細川重賢像(模本、東大史料編纂所蔵) 細川重賢像(模本、東大史料編纂所蔵)

 現在、本業の『大日本史料』(東大史料編纂(へんさん)所が明治時代から刊行し続けている史料集)の校正が大詰めにさしかかっておりまして。本格的なお話は3月から始めるとして、今月は小ネタを。そうだなあ。戦国女性のたくましさ、おおらかさなんてどうでしょう。

 戦国の身分の高い武家女性の肖像を見てみると、みんな立て膝しているか、ゆったりとしたスカートのような着物の下であぐらをかいている。脚がしびれる正座はしていないのですね。正座するようになるのは江戸時代で、この時代は儒学の影響が大きいのでしょう、「女三界に家なし」とか「子なきは去れ」なんて実にひどいことがいわれた。女性を過度に縛ることが行われたのです。

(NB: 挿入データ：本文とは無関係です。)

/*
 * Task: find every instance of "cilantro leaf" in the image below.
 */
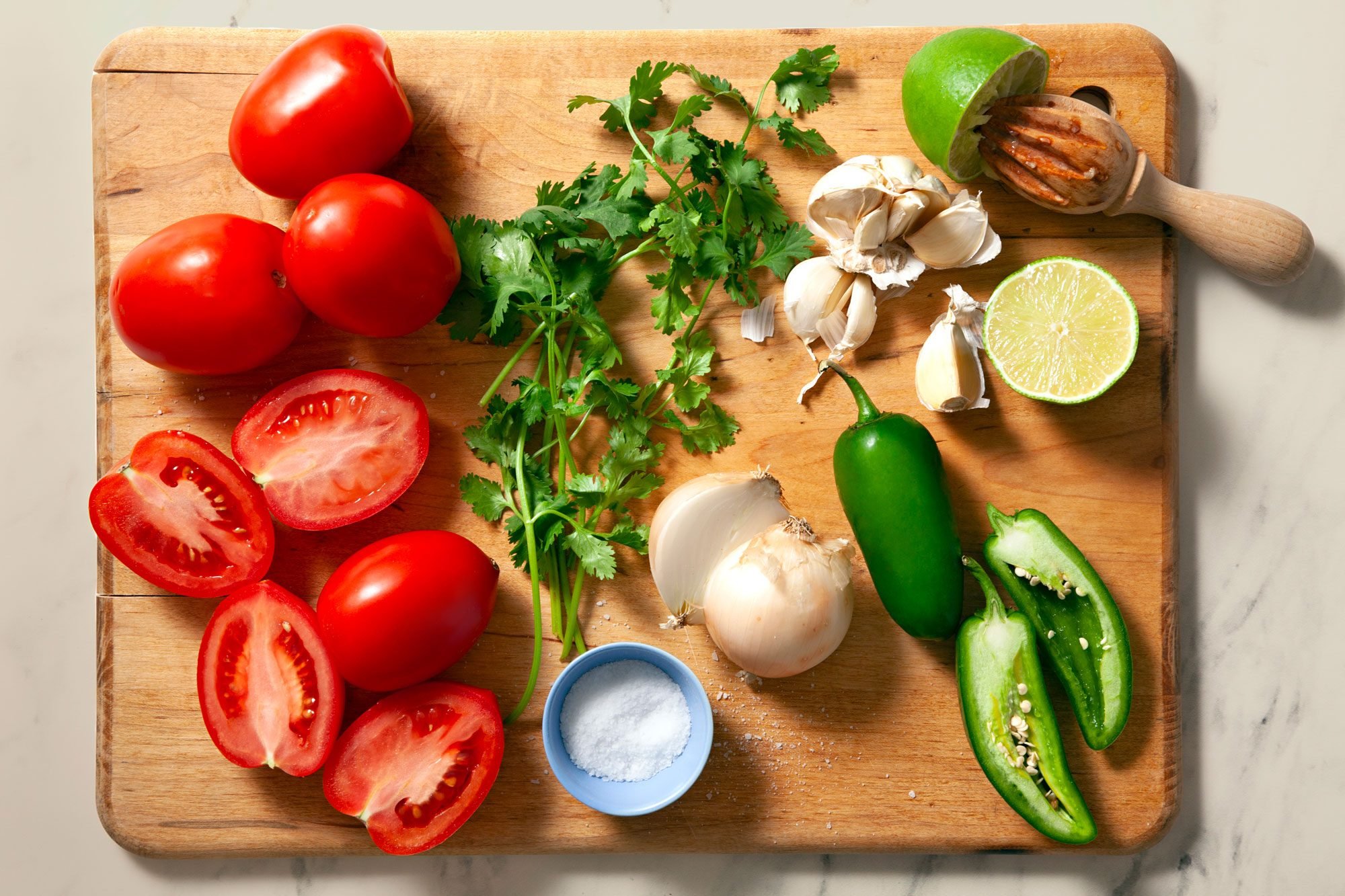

 黒田藩に仕えた貝原益軒(1630~1714年)は本草学者であり、歴史学者であり、儒学者。つまり最先端の教養人でした。彼には東軒(とうけん)という愛妻がいて、子供はできなかったけれど、夫婦相和し、2人だけの旅行を楽しんだりしていた。お墓だって仲良く並んで立っている。だから、益軒が女性を不当に下に見ていたなどということはありっこない。